\name{RankingSoftthresholdT}
\alias{RankingSoftthresholdT}
\alias{RankingSoftthresholdT-methods}
\alias{RankingSoftthresholdT,matrix,numeric-method}
\alias{RankingSoftthresholdT,matrix,factor-method}
\alias{RankingSoftthresholdT,ExpressionSet,character-method}
\title{Ranking via the 'soft-threshold' t-statistic}
\description{
 The 'soft-threshold' statistic (Wu, 2005) is constructed
 using a linear regression model with an \code{L1}
 penalty (also referred to as LASSO penalty). In special
 cases (like here) the LASSO estimator can be 
 calculated analytically and is then known as 'soft threshold
 estimator'.}
\usage{
RankingSoftthresholdT(x, y, type = c("unpaired", "paired", "onesample"),
                      lambda = c("lowess", "cor", "user"), userlambda = NULL, 
                      gene.names = NULL, ...)
}

\arguments{
  \item{x}{A \code{matrix} of gene expression values with rows
           corresponding to genes and columns corresponding to observations or alternatively an object of class \code{ExpressionSet}.\cr
           If \code{type = paired}, the first half of the columns corresponds to 
           the first measurements and the second half to the second ones. 

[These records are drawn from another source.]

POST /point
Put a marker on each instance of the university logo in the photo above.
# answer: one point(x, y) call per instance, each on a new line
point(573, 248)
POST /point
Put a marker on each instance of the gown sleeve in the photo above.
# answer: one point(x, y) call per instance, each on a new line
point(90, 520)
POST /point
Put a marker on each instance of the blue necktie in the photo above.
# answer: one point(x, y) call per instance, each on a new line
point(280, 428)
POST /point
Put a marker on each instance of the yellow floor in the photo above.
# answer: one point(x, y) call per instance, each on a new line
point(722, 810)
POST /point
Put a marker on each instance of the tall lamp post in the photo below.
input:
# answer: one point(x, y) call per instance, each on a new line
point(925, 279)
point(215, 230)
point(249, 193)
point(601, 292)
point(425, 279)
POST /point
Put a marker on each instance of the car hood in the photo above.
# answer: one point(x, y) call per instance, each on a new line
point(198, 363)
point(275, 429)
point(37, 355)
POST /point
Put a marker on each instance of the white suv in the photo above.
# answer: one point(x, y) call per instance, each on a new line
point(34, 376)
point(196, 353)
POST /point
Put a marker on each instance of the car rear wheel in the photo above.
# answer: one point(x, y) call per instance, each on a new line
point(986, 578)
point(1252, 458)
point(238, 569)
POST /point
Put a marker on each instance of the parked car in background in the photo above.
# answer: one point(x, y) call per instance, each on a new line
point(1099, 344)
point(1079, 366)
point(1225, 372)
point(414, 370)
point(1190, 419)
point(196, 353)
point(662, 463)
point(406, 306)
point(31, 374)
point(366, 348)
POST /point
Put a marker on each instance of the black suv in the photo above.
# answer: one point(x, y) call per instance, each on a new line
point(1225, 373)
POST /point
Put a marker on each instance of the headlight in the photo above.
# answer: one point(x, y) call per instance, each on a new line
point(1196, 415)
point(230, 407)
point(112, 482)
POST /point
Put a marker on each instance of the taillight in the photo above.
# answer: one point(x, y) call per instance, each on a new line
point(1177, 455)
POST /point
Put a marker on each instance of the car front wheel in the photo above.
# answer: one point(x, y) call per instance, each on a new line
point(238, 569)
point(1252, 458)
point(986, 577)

           For instance, if there are 10 observations, each measured twice,
           stored in an expression matrix \code{expr}, 
           then \code{expr[,1]} is paired with \code{expr[,11]}, \code{expr[,2]}
           with \code{expr[,12]}, and so on.}
  \item{y}{If \code{x} is a matrix, then \code{y} may be
           a \code{numeric} vector or a factor with at most two levels.\cr
           If \code{x} is an \code{ExpressionSet}, then \code{y}
           is a character specifying the phenotype variable in
           the output from \code{pData}.\cr
           If \code{type = "paired"}, take care that the coding is
           analogously to the requirement concerning \code{x}.}
  \item{type}{\describe{
                \item{"unpaired":}{two-sample test.}
                \item{"paired":}{paired test. Take care that the coding of \code{y}
                                 is correct (s. above).}
                \item{"onesample":}{\code{y} has only one level. 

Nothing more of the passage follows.